Offline Data Warehouse - ADS Layer & Airflow Task Scheduling System

ADS Layer Development

Requirements

Calculate for the current day:

  • All order information nationwide
  • Order information by primary product category nationwide
  • Order information by secondary product category nationwide
  • All order information by region
  • Order information by primary product category by region
  • Order information by secondary product category by region
  • All order information by city
  • Order information by primary product category by city
  • Order information by secondary product category by city

Table used: dws.dws_trade_orders_w

ADS Layer Table Creation

-- ADS Layer Order Analysis Table
DROP TABLE IF EXISTS ads.ads_trade_order_analysis;
create table if not exists ads.ads_trade_order_analysis(
  areatype string, -- Region type: national, region, city
  regionname string, -- Region name
  cityname string, -- City name
  categorytype string, -- Product category type: primary, secondary
  category1 string, -- Primary category name
  category2 string, -- Secondary category name
  totalcount bigint, -- Order count
  total_productnum bigint, -- Product count
  totalmoney double -- Payment amount
)
partitioned by (dt string)
row format delimited fields terminated by ',';

ADS Layer Data Loading

vim ads_load_trade_order_analysis.sh

One order may contain multiple products, and each product belongs to different categories.
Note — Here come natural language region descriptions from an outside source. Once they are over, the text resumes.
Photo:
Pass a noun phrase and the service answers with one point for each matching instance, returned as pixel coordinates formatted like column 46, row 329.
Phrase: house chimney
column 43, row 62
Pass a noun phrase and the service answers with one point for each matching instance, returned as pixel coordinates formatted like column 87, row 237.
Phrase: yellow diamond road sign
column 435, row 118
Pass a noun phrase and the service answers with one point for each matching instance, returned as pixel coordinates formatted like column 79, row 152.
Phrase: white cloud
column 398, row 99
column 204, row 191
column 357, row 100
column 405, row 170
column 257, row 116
This causes one order to have multiple category records, which are counted separately:

#!/bin/bash
source /etc/profile
if [ -n "$1" ]
then
  do_date=$1
else
  do_date=`date -d "-1 day" +%F`
fi
sql="
with mid_orders as (
  select regionname,
  cityname,
  firstname category1,
  secondname category2,
  count(distinct orderid) as totalcount,
  sum(productsnum) as total_productnum,
  sum(paymoney) as totalmoney
  from dws.dws_trade_orders_w
  where dt='$do_date'
  group by regionname, cityname, firstname, secondname
)
insert overwrite table ads.ads_trade_order_analysis
partition(dt='$do_date')
select '全国' as areatype,
'' as regionname,
'' as cityname,
'' as categorytype,
'' as category1,
'' as category2,
sum(totalcount),
sum(total_productnum),
sum(totalmoney)
from mid_orders
union all
select '全国' as areatype,
'' as regionname,
'' as cityname,
'一级' as categorytype,
category1,
'' as category2,
sum(totalcount),
sum(total_productnum),
sum(totalmoney)
from mid_orders
group by category1
union all
select '全国' as areatype,
'' as regionname,
'' as cityname,
'二级' as categorytype,
'' as category1,
category2,
sum(totalcount),
sum(total_productnum),
sum(totalmoney)
from mid_orders
group by category2
union all
select '大区' as areatype,
regionname,
'' as cityname,
'' as categorytype,
'' as category1,
'' as category2,
sum(totalcount),
sum(total_productnum),
sum(totalmoney)
from mid_orders
group by regionname
union all
select '大区' as areatype,
regionname,
'' as cityname,
'一级' as categorytype,
category1,
'' as category2,
sum(totalcount),
sum(total_productnum),
sum(totalmoney)
from mid_orders
group by regionname, category1
union all
select '大区' as areatype,
regionname,
'' as cityname,
'二级' as categorytype,
'' as category1,
category2,
sum(totalcount),
sum(total_productnum),
sum(totalmoney)
from mid_orders
group by regionname, category2
union all
select '城市' as areatype,
'' as regionname,
cityname,
'' as categorytype,
'' as category1,
'' as category2,
sum(totalcount),
sum(total_productnum),
sum(totalmoney)
from mid_orders
group by cityname
union all
select '城市' as areatype,
'' as regionname,
cityname,
'一级' as categorytype,
category1,
'' as category2,
sum(totalcount),
sum(total_productnum),
sum(totalmoney)
from mid_orders
group by cityname, category1
union all
select '城市' as areatype,
'' as regionname,
cityname,
'二级' as categorytype,
'' as category1,
category2,
sum(totalcount),
sum(total_productnum),
sum(totalmoney)
from mid_orders
group by cityname, category2;
"
hive -e "$sql"

Note: Since one order may have multiple records in dws.dws_trade_orders_w, use count(distinct orderid) when counting orders.

Summary

# Load ODS data (including DataX migrated data)
/data/lagoudw/script/trade/ods_load_trade.sh
# Load DIM layer data
/data/lagoudw/script/trade/dim_load_product_cat.sh
/data/lagoudw/script/trade/dim_load_shop_org.sh
/data/lagoudw/script/trade/dim_load_payment.sh
/data/lagoudw/script/trade/dim_load_product_info.sh
# Load DWD layer data
/data/lagoudw/script/trade/dwd_load_trade_orders.sh
# Load DWS layer data
/data/lagoudw/script/trade/dws_load_trade_orders.sh
# Load ADS layer data
/data/lagoudw/script/trade/ads_load_trade_order_analysis.sh

Airflow Introduction

Airflow is an open-source scheduling tool developed by Airbnb, written in Python. It was launched in 2014 and open-sourced in spring 2016. In 2016, it joined the Apache Software Foundation’s incubation program.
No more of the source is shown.